As for the rest, it's up to careful design, use of simplified algorithms, a lot of grunt work, and a lot of experience, which often involves a manual reduction of the state space.
This is simply not true. The talk doesn't say it's unsolvable. It explains why it is hard. It is based on results of researchers in the software verification community. Unfortunately, I don't know how to teach a complex subject without starting with the general and then moving on to the specifics -- which is exactly how the talk is structured: from decidability to complexity, to total programs, to FSMs, and finally to verification methods. How can I explain the idea of reducing the state space by abstract interpretation and type systems, before explaining why the size of the state space is what matters most? If you have a better way of introducing a theory, I'd love to hear it. Honestly, I have no idea how you'd understand verification tools if you don't know that, say, verifying an FSM language is PSPACE-hard. That's at the very core of verification and the design of the tools.

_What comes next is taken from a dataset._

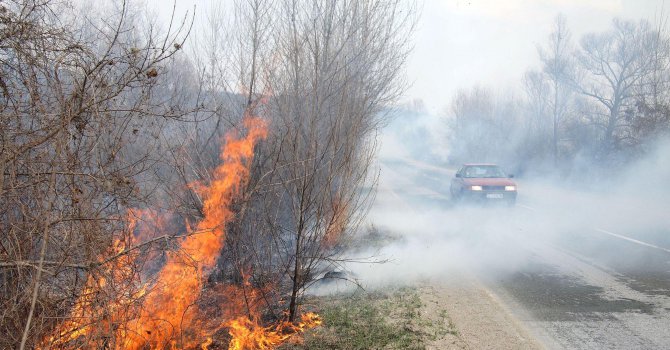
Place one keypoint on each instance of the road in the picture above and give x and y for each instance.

The last two (out of four) chapters of the post explore what is solvable and how. This is how chapter 3 beings:
Now we know why writing correct programs is hard: because it has to be. But while we cannot verify all programs all the time – regardless of how they’re written – there’s nothing stopping us from verifying some programs some of the time for some properties. As we’ll see, none of the software verification methods manage to overcome the limitations we have explored, and it is precisely those limitations that affect the design and tradeoffs of every verification approach.

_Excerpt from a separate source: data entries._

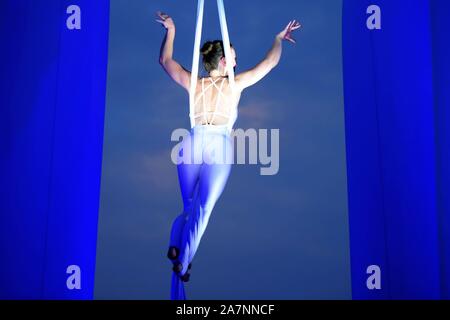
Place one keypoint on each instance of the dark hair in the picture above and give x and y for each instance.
(212, 52)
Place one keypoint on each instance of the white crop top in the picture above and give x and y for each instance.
(233, 113)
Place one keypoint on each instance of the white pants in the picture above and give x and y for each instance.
(209, 150)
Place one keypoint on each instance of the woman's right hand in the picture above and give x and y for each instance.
(165, 20)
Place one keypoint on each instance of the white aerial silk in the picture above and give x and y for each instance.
(196, 55)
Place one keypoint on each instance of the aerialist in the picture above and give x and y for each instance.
(213, 114)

The idea is that if you understand the problem, namely that the size of the state space is what determines the difficulty of verification, you'd understand how those methods work when they do and why they fail. Very broadly, there are two approaches: reduce the state-space in a sound way (this is called abstraction) and hope that the property you wish to verify is captured by the abstract state space (this is how SLAM works), or not, and work really hard.
If you claim that verification is easy, then you're wrong both in theory and in practice. If you claim that some useful properties are easy and some may be verifiable with a lot of effort, then you're in complete agreement with experience and what I said (which is no more than a summary of known results in verification).
> Others less inclined to claim the problem is impossible have succeeded in verifying some useful systems.
In my job, I formally specify and verify large, complex distributed systems. My success comes from an understanding of the difficulty, which helps guide the way towards what's possible, rather than from wishful thinking. Just as you can't succeed in programming if you don't understand the difficulty (and therefore the importance of readability and structure, for example), if you don't understand the difficulty in verification, you simply will not succeed. You'll either bang your head against the wall or fail to understand how to help the tools.
> L4 microkernel verification
The effort that went into writing the seL4 -- a mere 9KLOC C program -- was, IIRC, over 20 person-years. Someone on that team told me they could have done it in 5 if they had had all the tooling in advance, but we're still talking about significant cost (5x instead of 20x), carried out by a team of (rare!) experts trained in the task. Plus, seL4 was "dumbed down" significantly so that verification would be viable at all, even at that effort. They didn't verify a general micro-kernel, but wrote a much simplified microkernel so that it would be amenable to verification.